Early Life and Career (1944–1972)

Born on 15 August 1944 in Ntungamo, Uganda Protectorate, Museveni is a member of the Banyankole ethnic group and his surname, Museveni, means "Son of a man of the Seventh", in honour of the Seventh Battalion of the King's African Rifles, the British colonial army in which many Ugandans served during World War II.

Museveni gets his middle name from his father, Amos Kaguta, a cattle herder. Amos Kaguta is also the father of Museveni's brother Caleb Akandwanaho, popularly known in Uganda as "Salim Saleh", and sister Violet Kajubiri.

Museveni attended Kyamate Elementary School, Mbarara High School, and Ntare School. It was while at high school that he became a born-again Christian. In 1967, he went to the University of Dar es Salaam in Tanzania. There, he studied economics and political science and became a Marxist, involving himself in radical pan-African politics. While at university, he formed the University Students' African Revolutionary Front activist group and led a student delegation to FRELIMO territory in Portuguese Mozambique, where he received guerrilla training. Studying under the leftist Walter Rodney, among others, Museveni wrote a university thesis on the applicability of Frantz Fanon's ideas on revolutionary violence to post-colonial Africa.

In 1970, Museveni joined the intelligence service of Ugandan President Dr.

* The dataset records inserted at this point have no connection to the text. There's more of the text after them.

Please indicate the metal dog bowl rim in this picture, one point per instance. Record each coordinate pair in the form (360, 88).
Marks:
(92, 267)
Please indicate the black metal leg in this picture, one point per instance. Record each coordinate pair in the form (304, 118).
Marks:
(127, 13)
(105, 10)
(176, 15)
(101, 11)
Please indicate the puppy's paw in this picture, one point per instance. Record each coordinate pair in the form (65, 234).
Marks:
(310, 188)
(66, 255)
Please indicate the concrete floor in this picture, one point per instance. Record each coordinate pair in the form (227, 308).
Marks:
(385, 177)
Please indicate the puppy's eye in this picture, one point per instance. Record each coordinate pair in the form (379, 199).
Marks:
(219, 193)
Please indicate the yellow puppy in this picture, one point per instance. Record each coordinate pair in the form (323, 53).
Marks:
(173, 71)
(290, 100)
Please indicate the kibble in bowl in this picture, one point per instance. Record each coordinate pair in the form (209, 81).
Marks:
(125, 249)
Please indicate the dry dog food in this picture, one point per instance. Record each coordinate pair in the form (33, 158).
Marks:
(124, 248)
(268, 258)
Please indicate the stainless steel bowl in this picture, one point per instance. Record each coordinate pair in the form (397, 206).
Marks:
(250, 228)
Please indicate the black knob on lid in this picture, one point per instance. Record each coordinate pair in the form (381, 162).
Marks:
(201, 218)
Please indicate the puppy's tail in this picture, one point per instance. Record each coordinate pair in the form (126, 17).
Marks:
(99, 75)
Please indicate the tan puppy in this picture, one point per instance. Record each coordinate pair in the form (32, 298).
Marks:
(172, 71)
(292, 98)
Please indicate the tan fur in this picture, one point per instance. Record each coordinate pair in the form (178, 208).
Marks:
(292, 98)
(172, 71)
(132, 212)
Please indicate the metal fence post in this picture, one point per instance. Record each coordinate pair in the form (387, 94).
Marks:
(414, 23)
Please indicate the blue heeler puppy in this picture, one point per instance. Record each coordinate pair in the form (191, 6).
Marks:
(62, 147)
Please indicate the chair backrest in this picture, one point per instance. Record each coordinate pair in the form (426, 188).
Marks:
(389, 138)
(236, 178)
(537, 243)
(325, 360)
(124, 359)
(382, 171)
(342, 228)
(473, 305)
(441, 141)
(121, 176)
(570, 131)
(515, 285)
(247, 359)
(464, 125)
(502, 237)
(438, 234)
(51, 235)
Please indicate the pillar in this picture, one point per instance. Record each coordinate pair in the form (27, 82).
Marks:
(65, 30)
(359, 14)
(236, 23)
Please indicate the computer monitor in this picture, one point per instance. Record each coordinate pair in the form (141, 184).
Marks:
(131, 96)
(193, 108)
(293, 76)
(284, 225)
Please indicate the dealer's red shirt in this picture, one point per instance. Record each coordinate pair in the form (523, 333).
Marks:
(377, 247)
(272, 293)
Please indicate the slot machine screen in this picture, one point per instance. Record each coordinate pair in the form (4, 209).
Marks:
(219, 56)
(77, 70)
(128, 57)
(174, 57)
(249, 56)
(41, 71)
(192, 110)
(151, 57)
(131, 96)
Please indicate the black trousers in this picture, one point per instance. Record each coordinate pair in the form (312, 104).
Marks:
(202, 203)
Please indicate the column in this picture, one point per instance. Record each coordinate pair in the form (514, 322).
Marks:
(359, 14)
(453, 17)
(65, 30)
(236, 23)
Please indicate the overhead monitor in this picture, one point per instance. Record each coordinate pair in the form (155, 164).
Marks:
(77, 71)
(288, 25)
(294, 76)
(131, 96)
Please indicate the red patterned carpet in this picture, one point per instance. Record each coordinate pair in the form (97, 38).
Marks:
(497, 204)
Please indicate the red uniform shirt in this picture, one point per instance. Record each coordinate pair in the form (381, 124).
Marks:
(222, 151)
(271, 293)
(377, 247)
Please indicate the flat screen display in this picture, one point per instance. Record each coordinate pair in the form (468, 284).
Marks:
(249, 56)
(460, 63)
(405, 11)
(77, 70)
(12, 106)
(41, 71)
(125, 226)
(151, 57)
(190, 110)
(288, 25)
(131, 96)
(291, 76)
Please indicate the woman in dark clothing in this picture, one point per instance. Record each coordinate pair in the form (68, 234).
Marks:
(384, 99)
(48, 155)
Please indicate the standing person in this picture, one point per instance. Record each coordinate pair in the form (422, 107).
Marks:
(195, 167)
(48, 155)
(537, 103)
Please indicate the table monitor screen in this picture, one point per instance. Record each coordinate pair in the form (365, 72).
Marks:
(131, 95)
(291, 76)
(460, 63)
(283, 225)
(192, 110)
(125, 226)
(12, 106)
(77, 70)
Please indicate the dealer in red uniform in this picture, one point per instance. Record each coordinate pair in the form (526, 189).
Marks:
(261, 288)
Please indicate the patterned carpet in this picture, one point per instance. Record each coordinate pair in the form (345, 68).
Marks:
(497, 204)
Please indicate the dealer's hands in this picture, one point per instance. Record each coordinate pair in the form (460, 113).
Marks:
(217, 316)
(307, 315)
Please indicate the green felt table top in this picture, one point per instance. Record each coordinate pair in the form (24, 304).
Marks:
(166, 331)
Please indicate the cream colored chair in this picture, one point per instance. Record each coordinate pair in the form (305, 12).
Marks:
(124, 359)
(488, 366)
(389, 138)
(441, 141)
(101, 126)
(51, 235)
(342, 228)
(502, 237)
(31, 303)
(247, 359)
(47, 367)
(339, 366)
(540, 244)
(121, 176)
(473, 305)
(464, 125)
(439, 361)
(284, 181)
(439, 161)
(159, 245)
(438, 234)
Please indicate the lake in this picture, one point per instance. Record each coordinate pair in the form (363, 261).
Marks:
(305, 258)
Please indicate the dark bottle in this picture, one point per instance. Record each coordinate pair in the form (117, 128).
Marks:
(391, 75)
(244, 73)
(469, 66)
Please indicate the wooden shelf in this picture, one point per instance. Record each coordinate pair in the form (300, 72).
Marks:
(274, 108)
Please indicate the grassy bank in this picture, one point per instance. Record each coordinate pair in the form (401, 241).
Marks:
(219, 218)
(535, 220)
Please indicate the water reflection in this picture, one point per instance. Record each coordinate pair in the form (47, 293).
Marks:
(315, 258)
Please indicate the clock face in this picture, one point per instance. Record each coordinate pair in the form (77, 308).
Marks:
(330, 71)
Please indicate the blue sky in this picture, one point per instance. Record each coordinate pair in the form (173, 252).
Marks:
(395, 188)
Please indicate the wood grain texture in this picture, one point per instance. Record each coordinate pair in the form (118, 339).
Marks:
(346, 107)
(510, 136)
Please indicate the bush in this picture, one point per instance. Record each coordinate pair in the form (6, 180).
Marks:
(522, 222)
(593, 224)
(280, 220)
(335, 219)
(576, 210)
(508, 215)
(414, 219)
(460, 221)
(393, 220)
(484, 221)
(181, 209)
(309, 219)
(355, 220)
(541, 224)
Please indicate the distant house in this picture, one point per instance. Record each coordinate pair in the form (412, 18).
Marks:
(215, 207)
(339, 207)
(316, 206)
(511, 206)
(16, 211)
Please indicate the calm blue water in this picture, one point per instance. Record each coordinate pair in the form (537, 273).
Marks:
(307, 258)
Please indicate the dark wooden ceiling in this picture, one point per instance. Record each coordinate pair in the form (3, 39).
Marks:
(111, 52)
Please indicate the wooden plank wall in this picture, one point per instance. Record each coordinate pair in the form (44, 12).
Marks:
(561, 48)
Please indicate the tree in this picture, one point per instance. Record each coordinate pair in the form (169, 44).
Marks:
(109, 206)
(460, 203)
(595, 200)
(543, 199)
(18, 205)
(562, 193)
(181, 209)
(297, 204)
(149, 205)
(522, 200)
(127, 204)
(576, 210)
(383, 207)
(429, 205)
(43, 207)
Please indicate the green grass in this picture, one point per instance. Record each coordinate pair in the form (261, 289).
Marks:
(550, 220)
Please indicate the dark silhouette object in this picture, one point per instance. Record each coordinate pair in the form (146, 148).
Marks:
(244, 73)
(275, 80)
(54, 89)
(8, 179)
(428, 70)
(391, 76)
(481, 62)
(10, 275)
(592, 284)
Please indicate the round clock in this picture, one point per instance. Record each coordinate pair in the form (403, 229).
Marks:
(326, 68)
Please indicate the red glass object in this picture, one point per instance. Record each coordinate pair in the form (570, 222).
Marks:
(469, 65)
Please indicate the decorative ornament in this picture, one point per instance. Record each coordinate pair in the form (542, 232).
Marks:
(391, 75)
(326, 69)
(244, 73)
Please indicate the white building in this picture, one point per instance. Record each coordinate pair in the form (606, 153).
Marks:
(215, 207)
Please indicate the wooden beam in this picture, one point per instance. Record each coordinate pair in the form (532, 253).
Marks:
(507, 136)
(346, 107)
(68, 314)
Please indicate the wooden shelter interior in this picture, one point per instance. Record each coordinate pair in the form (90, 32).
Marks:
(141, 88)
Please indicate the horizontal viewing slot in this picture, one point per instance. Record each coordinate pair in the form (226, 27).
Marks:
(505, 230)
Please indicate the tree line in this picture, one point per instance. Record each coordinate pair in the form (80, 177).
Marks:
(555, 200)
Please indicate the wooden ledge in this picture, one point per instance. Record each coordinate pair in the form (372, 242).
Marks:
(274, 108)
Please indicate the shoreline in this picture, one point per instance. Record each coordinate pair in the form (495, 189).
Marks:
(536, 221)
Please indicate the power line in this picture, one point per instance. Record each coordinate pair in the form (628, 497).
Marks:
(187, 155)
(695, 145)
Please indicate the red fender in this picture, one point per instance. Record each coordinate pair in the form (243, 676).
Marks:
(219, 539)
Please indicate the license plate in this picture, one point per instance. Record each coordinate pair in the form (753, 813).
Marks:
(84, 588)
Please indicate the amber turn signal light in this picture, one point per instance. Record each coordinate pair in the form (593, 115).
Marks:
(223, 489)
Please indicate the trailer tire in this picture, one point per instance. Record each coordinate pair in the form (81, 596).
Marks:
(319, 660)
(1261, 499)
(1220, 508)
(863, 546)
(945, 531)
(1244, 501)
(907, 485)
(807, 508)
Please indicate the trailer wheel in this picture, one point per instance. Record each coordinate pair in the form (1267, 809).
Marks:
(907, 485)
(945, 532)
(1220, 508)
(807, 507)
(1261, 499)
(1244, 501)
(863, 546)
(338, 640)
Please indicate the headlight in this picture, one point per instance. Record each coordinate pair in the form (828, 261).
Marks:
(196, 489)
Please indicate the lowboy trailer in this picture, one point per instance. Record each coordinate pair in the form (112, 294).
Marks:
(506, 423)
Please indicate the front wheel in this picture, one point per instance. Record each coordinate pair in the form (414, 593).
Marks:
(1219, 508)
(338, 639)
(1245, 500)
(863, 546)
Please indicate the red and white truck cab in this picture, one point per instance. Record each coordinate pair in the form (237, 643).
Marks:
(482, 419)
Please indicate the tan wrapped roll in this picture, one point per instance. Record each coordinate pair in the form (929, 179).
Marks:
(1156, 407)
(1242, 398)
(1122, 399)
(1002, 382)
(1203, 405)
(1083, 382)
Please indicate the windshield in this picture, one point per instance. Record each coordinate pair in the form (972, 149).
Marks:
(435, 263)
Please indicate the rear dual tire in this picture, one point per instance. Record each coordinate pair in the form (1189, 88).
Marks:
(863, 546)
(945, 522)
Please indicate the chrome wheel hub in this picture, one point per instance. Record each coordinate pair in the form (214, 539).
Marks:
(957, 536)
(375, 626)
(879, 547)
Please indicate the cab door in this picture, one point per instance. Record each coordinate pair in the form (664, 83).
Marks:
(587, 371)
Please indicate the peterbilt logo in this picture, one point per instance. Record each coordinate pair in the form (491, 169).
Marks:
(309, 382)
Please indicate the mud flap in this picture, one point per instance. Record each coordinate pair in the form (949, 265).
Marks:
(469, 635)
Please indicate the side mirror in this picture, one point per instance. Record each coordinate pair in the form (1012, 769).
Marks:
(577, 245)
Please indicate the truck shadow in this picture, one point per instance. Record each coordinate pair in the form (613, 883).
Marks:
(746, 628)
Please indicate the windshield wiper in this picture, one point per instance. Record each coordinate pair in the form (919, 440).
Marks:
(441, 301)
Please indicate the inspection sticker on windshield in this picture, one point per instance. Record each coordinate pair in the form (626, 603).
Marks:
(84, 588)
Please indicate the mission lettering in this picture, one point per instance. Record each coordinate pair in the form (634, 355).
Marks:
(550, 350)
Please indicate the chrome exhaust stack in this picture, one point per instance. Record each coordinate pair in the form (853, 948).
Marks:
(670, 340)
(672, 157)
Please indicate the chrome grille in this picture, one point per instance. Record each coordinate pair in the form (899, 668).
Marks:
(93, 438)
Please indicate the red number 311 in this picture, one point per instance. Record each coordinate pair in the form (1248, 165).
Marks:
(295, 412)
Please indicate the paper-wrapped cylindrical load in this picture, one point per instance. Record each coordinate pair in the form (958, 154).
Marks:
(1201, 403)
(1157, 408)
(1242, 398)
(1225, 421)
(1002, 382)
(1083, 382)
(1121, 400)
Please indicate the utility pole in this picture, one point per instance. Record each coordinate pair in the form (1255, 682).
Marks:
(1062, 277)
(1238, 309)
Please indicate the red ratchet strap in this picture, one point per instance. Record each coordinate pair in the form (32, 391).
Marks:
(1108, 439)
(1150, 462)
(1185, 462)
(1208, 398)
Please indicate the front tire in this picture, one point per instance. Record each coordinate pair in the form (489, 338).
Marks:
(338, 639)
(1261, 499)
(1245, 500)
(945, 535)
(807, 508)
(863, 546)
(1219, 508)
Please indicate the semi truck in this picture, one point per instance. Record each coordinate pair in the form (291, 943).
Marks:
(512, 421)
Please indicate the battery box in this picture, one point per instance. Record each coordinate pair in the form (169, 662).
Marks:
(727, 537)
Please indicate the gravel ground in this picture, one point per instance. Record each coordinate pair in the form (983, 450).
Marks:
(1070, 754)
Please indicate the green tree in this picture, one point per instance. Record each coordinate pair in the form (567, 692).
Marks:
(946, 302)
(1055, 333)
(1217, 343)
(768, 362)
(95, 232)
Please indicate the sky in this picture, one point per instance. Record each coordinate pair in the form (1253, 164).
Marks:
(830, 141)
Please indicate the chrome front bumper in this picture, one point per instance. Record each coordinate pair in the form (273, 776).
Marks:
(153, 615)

Apolo Milton Obote. When Major General Idi Amin seized power in a January 1971 military coup, Museveni fled to Tanzania with other exiles, including the deposed president. The power bases of Amin and Obote were very different, leading to a significant ethnic and regional aspect to the resulting conflict. Obote was from the Lango ethnic group of the central north, while Amin was a Kakwa from the northwestern corner of the country. The British colonial government had organized the colony's internal politics so that the Lango and Acholi dominated the national military, while people from southern parts of the country were active in business. This situation endured until the coup, when Amin filled the top positions of government with Kakwa and Lugbara and violently repressed the Lango and their Acholi allies.